By Tim Eaton (Austin American Statesman) | Friday, June 29, 2012
Texas Lt. Gov. David Dewhurst today became the first major political figure in Texas to say the state shouldn’t expand its Medicaid program as part of the federal health insurance overhaul that was deemed constitutional a day ago by the U.S. Supreme Court.
In a statement, Dewhurst said: “Adding additional strain to the state budget by adding 1.5-2 million more people to an already broken Medicaid system will be a train wreck for Texas when the federal government’s Medicaid match inevitably ends.”
The federal health care plan, often referred by as “Obamacare,” gives states the option to expand Medicaid to help poor people gain coverage. But the justices also said that the federal government could not penalize states it they refuse to expand the program.
As part of the health plan, the federal government said it would pay 100 percent of the cost of the expansion for the first three years, and gradually pass on some of the burden to the states, ultimately capping the states’ responsibility at 10 percent of the additional cost.

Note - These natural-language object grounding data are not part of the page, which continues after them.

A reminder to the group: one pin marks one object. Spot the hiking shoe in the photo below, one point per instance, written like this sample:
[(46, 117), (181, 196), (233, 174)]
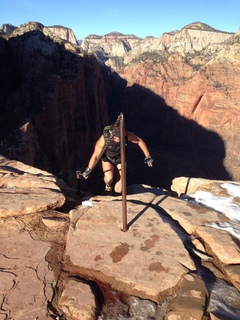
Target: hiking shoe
[(108, 188)]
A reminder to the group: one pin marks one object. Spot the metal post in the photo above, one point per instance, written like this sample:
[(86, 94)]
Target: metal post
[(123, 173), (78, 179)]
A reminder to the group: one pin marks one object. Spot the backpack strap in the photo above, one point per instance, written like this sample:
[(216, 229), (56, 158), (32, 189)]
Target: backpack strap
[(105, 133)]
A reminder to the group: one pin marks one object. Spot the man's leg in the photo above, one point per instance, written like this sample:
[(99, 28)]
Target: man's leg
[(108, 171)]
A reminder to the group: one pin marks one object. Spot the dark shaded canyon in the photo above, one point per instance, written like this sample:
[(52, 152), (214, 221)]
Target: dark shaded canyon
[(54, 103)]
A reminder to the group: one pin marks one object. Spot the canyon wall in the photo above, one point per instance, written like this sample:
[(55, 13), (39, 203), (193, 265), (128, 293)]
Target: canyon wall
[(178, 93)]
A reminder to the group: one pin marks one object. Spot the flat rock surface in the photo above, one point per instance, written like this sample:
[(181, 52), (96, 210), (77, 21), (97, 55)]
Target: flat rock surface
[(25, 189), (148, 260)]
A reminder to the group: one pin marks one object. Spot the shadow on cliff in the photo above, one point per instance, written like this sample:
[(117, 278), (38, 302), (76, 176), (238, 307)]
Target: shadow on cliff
[(179, 147), (66, 99)]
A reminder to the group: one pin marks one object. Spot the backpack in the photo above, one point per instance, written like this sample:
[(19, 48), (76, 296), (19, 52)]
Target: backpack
[(106, 134)]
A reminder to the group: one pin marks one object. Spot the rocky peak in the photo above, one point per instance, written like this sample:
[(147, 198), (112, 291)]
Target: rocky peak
[(6, 29), (119, 50), (200, 26), (53, 31)]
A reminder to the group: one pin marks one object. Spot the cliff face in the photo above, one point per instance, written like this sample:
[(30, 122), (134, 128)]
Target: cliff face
[(53, 104), (195, 72), (55, 99)]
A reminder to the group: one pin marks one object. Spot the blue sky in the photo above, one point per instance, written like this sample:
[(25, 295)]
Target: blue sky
[(141, 18)]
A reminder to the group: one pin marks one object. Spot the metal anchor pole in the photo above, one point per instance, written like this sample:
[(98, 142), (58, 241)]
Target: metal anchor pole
[(123, 174)]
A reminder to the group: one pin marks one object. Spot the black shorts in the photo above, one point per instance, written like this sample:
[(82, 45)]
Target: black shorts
[(114, 161)]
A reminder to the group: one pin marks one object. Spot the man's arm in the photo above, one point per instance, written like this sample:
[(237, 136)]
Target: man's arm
[(97, 150)]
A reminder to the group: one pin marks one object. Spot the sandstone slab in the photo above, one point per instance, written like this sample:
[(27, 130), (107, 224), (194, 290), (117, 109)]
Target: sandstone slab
[(148, 261), (25, 189), (27, 282)]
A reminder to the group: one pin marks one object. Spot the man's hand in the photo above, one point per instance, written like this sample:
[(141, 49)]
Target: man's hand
[(86, 173), (149, 161)]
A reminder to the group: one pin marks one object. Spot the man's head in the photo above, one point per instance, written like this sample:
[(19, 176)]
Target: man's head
[(115, 130)]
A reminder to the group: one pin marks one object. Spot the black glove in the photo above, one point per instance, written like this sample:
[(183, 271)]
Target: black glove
[(86, 173), (148, 160)]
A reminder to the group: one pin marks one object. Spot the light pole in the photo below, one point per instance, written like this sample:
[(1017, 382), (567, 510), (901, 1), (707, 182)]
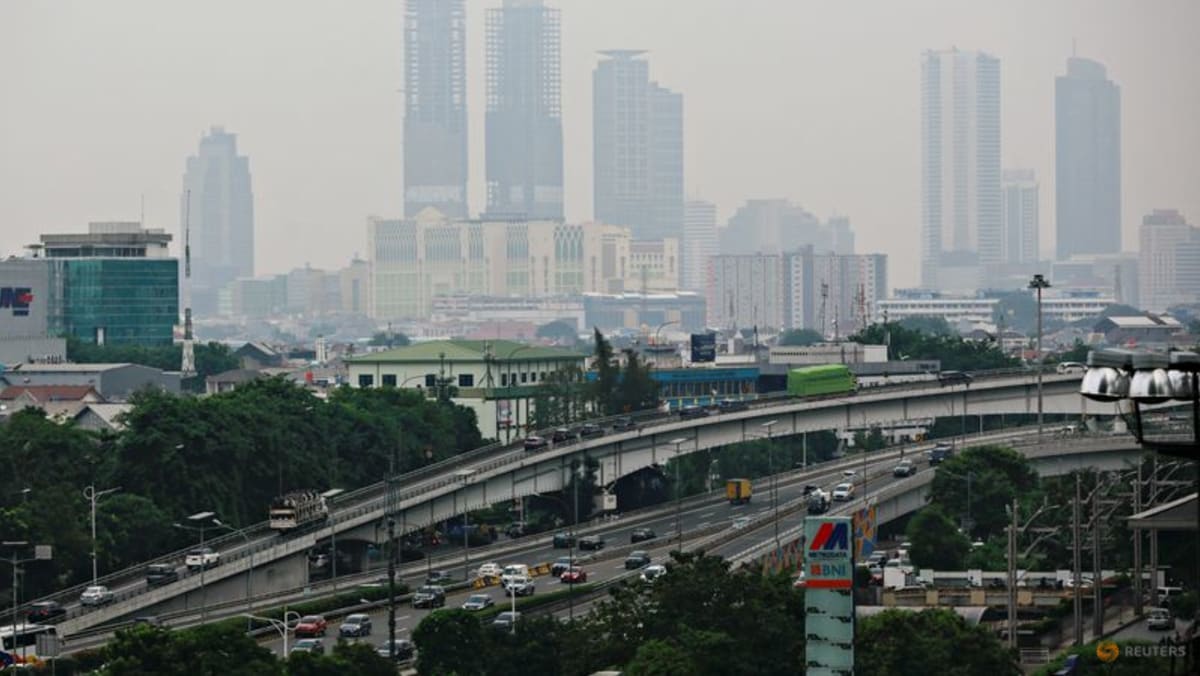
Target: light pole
[(465, 477), (1039, 282), (202, 519), (1146, 378), (91, 495), (333, 533), (677, 442)]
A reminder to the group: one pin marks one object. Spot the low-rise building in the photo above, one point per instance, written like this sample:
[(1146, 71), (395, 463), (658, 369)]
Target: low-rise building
[(498, 380)]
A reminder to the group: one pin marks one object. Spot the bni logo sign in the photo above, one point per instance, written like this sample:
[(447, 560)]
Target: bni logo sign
[(18, 299)]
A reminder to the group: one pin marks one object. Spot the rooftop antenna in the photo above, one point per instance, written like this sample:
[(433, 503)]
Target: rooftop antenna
[(187, 369)]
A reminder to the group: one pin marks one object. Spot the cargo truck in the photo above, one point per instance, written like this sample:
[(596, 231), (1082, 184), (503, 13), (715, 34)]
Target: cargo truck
[(738, 491)]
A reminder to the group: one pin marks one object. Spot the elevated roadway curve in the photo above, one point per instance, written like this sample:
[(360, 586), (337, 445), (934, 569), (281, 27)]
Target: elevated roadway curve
[(507, 472)]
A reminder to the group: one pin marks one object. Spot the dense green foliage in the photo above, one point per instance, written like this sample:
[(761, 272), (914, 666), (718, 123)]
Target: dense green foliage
[(229, 454), (210, 358), (936, 542), (901, 642), (957, 354), (996, 473)]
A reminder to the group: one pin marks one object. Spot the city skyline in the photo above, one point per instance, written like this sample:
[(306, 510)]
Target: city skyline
[(358, 167)]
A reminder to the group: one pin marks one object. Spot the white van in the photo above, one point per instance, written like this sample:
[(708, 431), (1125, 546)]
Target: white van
[(514, 572)]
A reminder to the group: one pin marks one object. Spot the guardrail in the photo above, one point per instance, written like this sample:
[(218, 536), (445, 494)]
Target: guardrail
[(375, 496)]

Both Gov. Rick Perry and Texas Speaker of the House Joe Straus said Thursday that they had not yet decided if they would support the expansion.
Anne Dunkelberg, associate director of the nonprofit advocacy group Center for Public Policy Priorities, said she expected an ideological pushback, but she maintained that a decision to not expand Medicaid would be a mistake because it would leave billions of federal dollars annually on the table, she said.